Environmental and Physiological Barriers to Child Growth and Development
Summary
Aggregated analyses of child growth in low-income countries reveal a remarkably consistent picture of serious growth failure compared to the WHO reference growth curves. Birth weight is generally lower by 0.5–1.0 Z-score. Young infants then grow reasonably well until about 3 m postpartum when they enter a period of precipitate decline compared to the WHO reference to reach –2 Z-scores and worse. By 24 m this decline halts and, in many settings, there follows a period of gradual catch-up (Fig. 1). Low birthweight can be ascribed to numerous factors, especially small maternal size, which reflects the environmental effects in prior generations. Possible epigenetic mechanisms that might mediate these intergenerational effects are discussed by Silver elsewhere in this symposium.
A large proportion of the rapid growth deterioration in later infancy and the second year of life can be ascribed to infections and the wider nonspecific effects of living in an unhygienic environment. Despite never revealing themselves as clinical syndromes, the great majority of children in rural African settings are antibody positive to numerous pathogens (CMV, EB, HepB, H. pylori, and many more) by 24 m; these infections must take their toll.
Additional to these is a syndrome widely termed environmental enteric disease (EED) that combines gut leakage with a chronic inflammation leading to nutrient losses and cytokine-mediated growth retardation [1, 2].
The etiology of EED is still not entirely clear and probably results from a constellation of factors all related to poverty and pooled under the label of water, sanitation, and hygiene (WASH). Pathogens causing diarrhea play a contributory (though not necessarily dominant) role [3]. Alterations in the gut microbiota reflecting an inappropriately slow maturation toward the normal post-infancy profile [4] and/or a frank dysbiosys [5] each may play an additional role (Fig. 2).
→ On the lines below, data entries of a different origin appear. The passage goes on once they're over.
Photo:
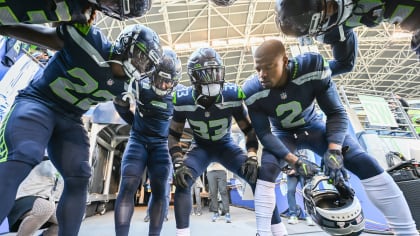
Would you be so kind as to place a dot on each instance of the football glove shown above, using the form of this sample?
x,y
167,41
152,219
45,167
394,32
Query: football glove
x,y
180,173
249,168
345,191
334,166
305,168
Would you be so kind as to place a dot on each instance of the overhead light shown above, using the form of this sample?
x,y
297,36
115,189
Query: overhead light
x,y
399,35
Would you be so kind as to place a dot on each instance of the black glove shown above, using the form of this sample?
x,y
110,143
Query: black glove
x,y
180,173
334,167
306,168
250,168
345,191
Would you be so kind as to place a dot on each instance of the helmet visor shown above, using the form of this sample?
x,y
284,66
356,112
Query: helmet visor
x,y
208,75
306,24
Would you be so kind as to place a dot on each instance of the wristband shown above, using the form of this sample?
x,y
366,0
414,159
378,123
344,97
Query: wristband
x,y
175,149
252,154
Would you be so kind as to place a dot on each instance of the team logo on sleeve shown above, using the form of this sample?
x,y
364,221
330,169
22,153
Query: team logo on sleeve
x,y
283,95
110,82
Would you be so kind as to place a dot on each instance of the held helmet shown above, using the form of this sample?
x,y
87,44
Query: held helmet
x,y
140,49
223,3
123,9
167,74
334,208
299,18
206,71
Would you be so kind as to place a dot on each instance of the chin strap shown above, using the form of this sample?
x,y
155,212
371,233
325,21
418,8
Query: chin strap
x,y
134,76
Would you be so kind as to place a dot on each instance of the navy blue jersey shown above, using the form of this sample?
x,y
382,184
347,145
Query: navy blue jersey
x,y
210,125
292,107
78,76
41,11
153,112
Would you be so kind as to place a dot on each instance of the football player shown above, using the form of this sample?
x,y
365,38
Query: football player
x,y
209,106
148,143
281,103
332,21
85,70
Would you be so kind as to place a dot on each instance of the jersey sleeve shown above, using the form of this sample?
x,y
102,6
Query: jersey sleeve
x,y
259,120
329,102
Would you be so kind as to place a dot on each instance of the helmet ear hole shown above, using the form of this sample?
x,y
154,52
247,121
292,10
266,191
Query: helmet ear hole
x,y
139,46
335,213
205,68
Fig. 1. Life course of stunting in rural Gambians. (1) Fetal growth retardation. (2) Precipitate decline from 3 to 24 m. (3) Spontaneous catch-up in preschoolers. (4) Stability in childhood. (4a) Artifactual decline as reference standard children enter puberty earlier. (5) Pubertal catch-up. (6) Adult status. Adapted from Prentice [6].
Fig. 2. Genesis and pathophysiology of environmental enteric disease (EED).
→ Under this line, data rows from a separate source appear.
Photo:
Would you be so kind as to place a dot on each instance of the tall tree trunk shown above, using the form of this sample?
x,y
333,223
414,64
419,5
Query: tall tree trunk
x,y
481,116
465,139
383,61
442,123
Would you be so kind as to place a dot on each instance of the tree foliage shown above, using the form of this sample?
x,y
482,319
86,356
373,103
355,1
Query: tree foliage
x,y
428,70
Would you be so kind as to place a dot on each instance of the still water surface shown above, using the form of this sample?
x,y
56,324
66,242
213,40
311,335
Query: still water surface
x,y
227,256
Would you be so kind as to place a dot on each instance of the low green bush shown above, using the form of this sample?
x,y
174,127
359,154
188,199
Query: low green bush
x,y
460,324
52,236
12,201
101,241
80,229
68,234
Micronutrient deficiencies, and especially iron deficiency leading to anemia, are also caused in some part by infections and inflammation that impair both their absorption and utilization.
The rapid decline in stunting and anemia rates seen in many South American countries in the past 3 or 4 decades has been well documented in Brazil where it seems clear that concerted efforts involving improved water and sanitation facilities, improvements in breast-feeding rates, poverty reduction, and mothers’ education have all contributed to the excellent progress seen. In contrast, the disappointing effects of recent WASH intervention studies (presented in this symposium by Humphrey) emphasize the need for holistic approaches that encompass a wide range of environmental improvements in addition to nutrition-specific interventions.
References
1. Harper KM, Mutasa M, Prendergast AJ, Humphrey J, Manges AR: Environmental
enteric dysfunction pathways and child stunting: s systematic review. PLoS Negl Trop
Dis 2018;12:e0006205.
2. Guerrant RL, DeBoer MD, Moore SR, Scharf RJ, Lima AA: The impoverished gut –
a triple burden of diarrhoea, stunting and chronic disease. Nat Rev Gastroenterol
Hepatol 2013;10:220–229.
3. MAL-ED Network Investigators: Relationship between growth and illness, enteropathogens and dietary intakes in the first 2 years of life: findings from the MAL-ED
birth cohort study. BMJ Glob Health 2017;2:e000370.
4. Subramanian S, Huq S, Yatsunenko T, Haque R, Mahfuz M, Alam MA, Benezra
A, DeStefano J, Meier MF, Muegge BD, Barratt MJ, VanArendonk LG, Zhang Q,
Province MA, Petri WA Jr, Ahmed T, Gordon JI: Persistent gut microbiota immaturity
in malnourished Bangladeshi children. Nature 2014;510:417–421.
5. Smith MI, Yatsunenko T, Manary MJ, Trehan I, Mkakosya R, Cheng J, Kau AL, Rich
SS, Concannon P, Mychaleckyj JC, Liu J, Houpt E, Li JV, Holmes E, Nicholson J,
Knights D, Ursell LK, Knight R, Gordon JI: Gut microbiomes of Malawian twin pairs
discordant for kwashiorkor. Science 2013;339:548–554.
6. Prentice AM, Ward KA, Goldberg GR, et al: Critical windows for interventions
against stunting. Am J Clin Nutr 2013;97;911–918.